I'm not sure exactly when I first heard a Bob Marley song, but it was in the 1970s before the Legend album was released. It struck me profoundly. An introduction to reggae--derived from ska, it was positive, uplifting music with an afterbeat--I happily acquired every Bob Marley album available. I recall being devastated when Marley died without warning--taken by cancer far too young at the age of 36.
He left behind a treasure trove of music, still played ubiquitously throughout Jamaica and obligatory cover material for all subsequent reggae players. But until this year, no definitive film about the legendary musician had been crafted. Snippets of interviews may be glimpsed on a few concert film releases, but Bob Marley remained a murky legend despite universal popularity.
It turns out that much of this was due to legal disputes among surviving family members and former band members who felt they had been taken advantage of. That essentially meant that everyone closely associated with Bob Marley kept their mouths shut. Biographical material about Marley remained superficial and left numerous holes. Fortunately for all of us, documentary filmmaker Kevin MacDonald gained unprecedented access to craft THE definitive film about the reggae legend in Marley. Since Rita Marley and the family officially sanctioned the project, MacDonald was free to explore and has crafted a fascinating study of the musician and of the entire reggae genre.
Largely following a chronological structure, the 2 hr. 24 minute film ploughs deeply into Bob Marley's life yet flows like a river rapids with a lively mix of archive footage, home videos, live interviews, and photo collages. Some of the interviews occur via fortunate accident when the filmmaker was visiting Marley's childhood home and other locales--his first school teacher and a former roommate, for instance. A real coup are extended interview clips from Bunny Wailer, dynamic spiritual leader of Marley legendary band who had departed the group due to personal differences with the lead singer.

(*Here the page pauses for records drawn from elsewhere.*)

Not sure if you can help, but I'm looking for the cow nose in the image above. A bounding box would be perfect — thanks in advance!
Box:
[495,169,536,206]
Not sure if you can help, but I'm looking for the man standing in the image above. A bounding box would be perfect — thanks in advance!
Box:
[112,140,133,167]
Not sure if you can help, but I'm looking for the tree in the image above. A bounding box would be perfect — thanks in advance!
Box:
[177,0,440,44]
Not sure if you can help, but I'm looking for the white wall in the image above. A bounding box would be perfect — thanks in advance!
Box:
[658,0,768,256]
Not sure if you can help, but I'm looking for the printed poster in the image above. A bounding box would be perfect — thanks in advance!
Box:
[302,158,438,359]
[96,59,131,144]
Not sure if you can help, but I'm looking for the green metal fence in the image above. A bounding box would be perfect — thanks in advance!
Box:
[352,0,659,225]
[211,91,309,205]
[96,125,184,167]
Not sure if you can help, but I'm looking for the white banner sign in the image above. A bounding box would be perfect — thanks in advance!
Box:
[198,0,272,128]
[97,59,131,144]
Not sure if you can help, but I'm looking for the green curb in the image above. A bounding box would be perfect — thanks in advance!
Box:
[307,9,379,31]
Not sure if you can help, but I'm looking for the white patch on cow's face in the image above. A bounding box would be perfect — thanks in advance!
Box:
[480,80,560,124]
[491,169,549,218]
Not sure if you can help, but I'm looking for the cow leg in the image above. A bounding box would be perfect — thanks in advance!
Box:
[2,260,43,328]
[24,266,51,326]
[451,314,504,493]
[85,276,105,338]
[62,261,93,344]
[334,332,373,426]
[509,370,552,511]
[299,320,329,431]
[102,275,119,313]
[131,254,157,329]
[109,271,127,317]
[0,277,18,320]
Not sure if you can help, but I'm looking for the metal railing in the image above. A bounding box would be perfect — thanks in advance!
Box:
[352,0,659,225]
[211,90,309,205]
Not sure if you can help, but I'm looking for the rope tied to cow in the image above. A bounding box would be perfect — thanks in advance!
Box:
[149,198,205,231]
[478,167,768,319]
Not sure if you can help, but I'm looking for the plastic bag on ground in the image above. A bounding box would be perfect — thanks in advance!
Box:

The film demonstrates the power and influence of Marley's music and shows how Bob and his wife saw reggae as a Rasta mission that explains Bob's incredible energy despite physical hardships and Rita's forgiving attitude towards her husband's numerous "infidelities." But the greatest value is found in countless details of the most personal kind that reveal an incredible portrait of a legendary artist--among the best captured on film in recent years. They range from social-religious views to his obsession with fitness and soccer (that may have led to a disastrous decision that shortened his life).
Marley works on so many levels that an ever growing audience should now discover the film on Blu-ray and DVD. You need not don a red, yellow, and green T-shirt to appreciate the film. Bob Marley fans and music lovers are natural audiences, but anyone interested in culture, religion, history, politics, or human interest stories can find much to love about this documentary. The footage does not lie; masses of people have been positively affected by Marley's music, and this is THE definitive film about its creater.